For two decades, Google has collected Street View data from cars equipped with cameras and individuals wearing “tracker backpacks.” The tech giant has collected more than 280 billion images across 110 countries and seven continents.

“Street View gives us tons of images from all over the world,” says Jack. “You can imagine how powerful it could be to combine rich sources of real-world information and data with the ability to simulate the world.”

Google released its latest world model, Genie 3, for research preview last August, and opened up access to the tool to Google AI Ultra subscribers in the US in January, allowing customers to create interactive game worlds from text prompts and images. The goal is to use Genie for educational experiences, games, and robot training.

The Genie 3 is already powering one of Waymo’s simulators to help train self-driving cars in “very rare events” like tornadoes or accidental encounters with elephants. Adding Street View data to this could help Waymo prepare to launch in more cities around the world.

Waymo has its own simulator, which it expanded to 11 U.S. cities and used to test its AI drivers in several more. The difference with the Genie is that this is all from the car’s perspective, Parkerholder says. In addition to simulating a world anchored in real-world locations, Street View also allows you to shift your perspective to other types of agents, such as humans or robots.

Google is launching Genie Street View for some Ultra users in the US today, and will slowly roll out access at scale. The company says global Ultra users will gain access in the coming weeks.

According to Diego Rivas, product manager at DeepMind, the researchers’ goal is to make this new feature available to as many people as possible. He cautioned that Street View in particular, and Genie in general, are still in the experimental stage and there is room for improvement in terms of accuracy.

In the samples the Google team showed me (including an underwater simulation of the area where I used to live), the results were impressive and recognizable, but still more video game quality than photorealistic.
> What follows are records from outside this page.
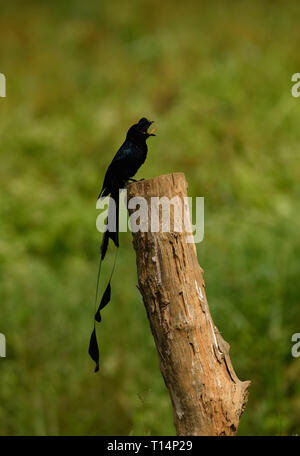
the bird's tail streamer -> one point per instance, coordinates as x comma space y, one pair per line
114, 235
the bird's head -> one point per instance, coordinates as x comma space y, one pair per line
140, 129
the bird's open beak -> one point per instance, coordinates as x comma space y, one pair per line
151, 132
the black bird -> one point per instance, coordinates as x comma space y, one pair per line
129, 157
123, 167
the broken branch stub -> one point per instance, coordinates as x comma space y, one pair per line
207, 396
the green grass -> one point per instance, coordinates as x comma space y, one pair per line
216, 77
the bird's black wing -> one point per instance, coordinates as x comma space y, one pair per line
117, 173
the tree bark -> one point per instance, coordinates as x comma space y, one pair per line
207, 396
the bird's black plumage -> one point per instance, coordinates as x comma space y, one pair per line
128, 159
123, 167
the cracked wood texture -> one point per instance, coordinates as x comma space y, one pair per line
207, 396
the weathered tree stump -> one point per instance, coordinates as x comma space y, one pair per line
207, 396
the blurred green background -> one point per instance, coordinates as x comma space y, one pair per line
216, 77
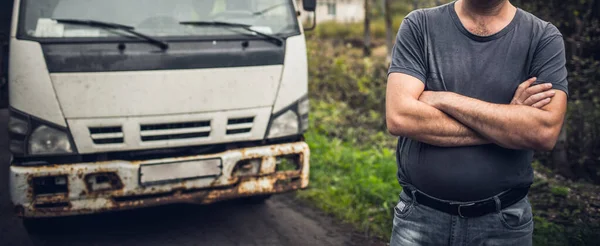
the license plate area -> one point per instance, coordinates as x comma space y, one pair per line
166, 172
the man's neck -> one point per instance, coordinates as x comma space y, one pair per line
482, 8
485, 17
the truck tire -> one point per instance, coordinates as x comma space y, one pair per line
34, 226
256, 199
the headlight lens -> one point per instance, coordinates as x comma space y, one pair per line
17, 126
46, 140
284, 125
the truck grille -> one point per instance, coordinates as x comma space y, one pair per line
173, 131
107, 135
239, 125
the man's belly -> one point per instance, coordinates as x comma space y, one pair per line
467, 173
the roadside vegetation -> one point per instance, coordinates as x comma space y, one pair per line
353, 169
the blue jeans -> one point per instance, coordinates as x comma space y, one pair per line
416, 224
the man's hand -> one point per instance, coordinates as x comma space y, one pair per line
536, 96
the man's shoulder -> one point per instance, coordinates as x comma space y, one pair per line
540, 28
428, 14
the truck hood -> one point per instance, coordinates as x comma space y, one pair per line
160, 92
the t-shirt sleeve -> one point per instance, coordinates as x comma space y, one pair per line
408, 54
549, 61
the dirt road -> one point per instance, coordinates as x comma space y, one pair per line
280, 221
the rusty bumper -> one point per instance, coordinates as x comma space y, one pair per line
80, 191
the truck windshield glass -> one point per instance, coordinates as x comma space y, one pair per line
159, 18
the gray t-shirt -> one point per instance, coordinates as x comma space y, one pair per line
433, 46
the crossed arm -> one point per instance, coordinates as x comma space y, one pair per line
532, 121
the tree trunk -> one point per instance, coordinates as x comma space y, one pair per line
367, 43
560, 160
389, 40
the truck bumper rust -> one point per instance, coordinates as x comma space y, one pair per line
85, 188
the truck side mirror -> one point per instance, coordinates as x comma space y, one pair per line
309, 5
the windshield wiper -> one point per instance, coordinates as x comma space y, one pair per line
129, 29
267, 9
276, 40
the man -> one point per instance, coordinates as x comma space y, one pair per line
467, 125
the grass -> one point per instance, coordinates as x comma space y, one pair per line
353, 168
358, 185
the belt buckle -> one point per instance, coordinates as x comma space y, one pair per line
462, 206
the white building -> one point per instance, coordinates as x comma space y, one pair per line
336, 10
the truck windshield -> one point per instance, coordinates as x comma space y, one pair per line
160, 18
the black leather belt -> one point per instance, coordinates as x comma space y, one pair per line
471, 210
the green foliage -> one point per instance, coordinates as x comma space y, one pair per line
579, 22
352, 159
353, 31
349, 91
355, 184
560, 191
547, 233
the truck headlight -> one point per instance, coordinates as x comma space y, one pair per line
284, 125
293, 120
47, 140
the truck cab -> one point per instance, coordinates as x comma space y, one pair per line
124, 104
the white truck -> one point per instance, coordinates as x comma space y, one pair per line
121, 104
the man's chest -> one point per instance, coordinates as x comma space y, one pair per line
490, 71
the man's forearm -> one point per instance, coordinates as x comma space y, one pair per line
510, 126
427, 124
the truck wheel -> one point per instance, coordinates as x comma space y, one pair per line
33, 226
256, 199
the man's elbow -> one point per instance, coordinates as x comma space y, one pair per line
546, 139
396, 125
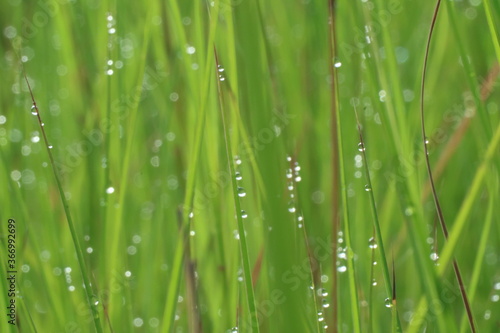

Also, the model is not yet physics aware. That is, cause and effect are not yet understood. For example, in a simulation of a woman running through snow-covered Joshua trees, she ran straight through cacti and bushes.

Compare this to, for example, Google’s image generation tool Nano Banana (which can now generate perfect text in infographics) or its video generation tool Veo. Veo understands that paper boats float on currents, smoke diffuses into the air, and fabric drapes over shapes.

These models do not have physics hardcoded into them. They learn it intuitively over time, through passive observation, just like living things.

“For these types of models, I think they’re probably six to 12 months behind video in terms of accuracy and quality, so I think that can be resolved,” Parkerholder said.

Google Maps director Jonathan Herbert, who joined the Street View team as an intern 12 years ago, said Genie still can’t faithfully recreate streets. He believes the real progress is in the spatial continuity of AI. When you rotate 360 ​​degrees, the AI ​​accurately remembers and simulates the environment behind you. From that point on, the model can build new environments on top of it.

“We’ve been thinking for a long time about how to build the world’s best and richest models based on Street View data,” said Herbert. “Using map data in new ways and for new kinds of AI research has definitely been an idea of ​​ours for quite some time.”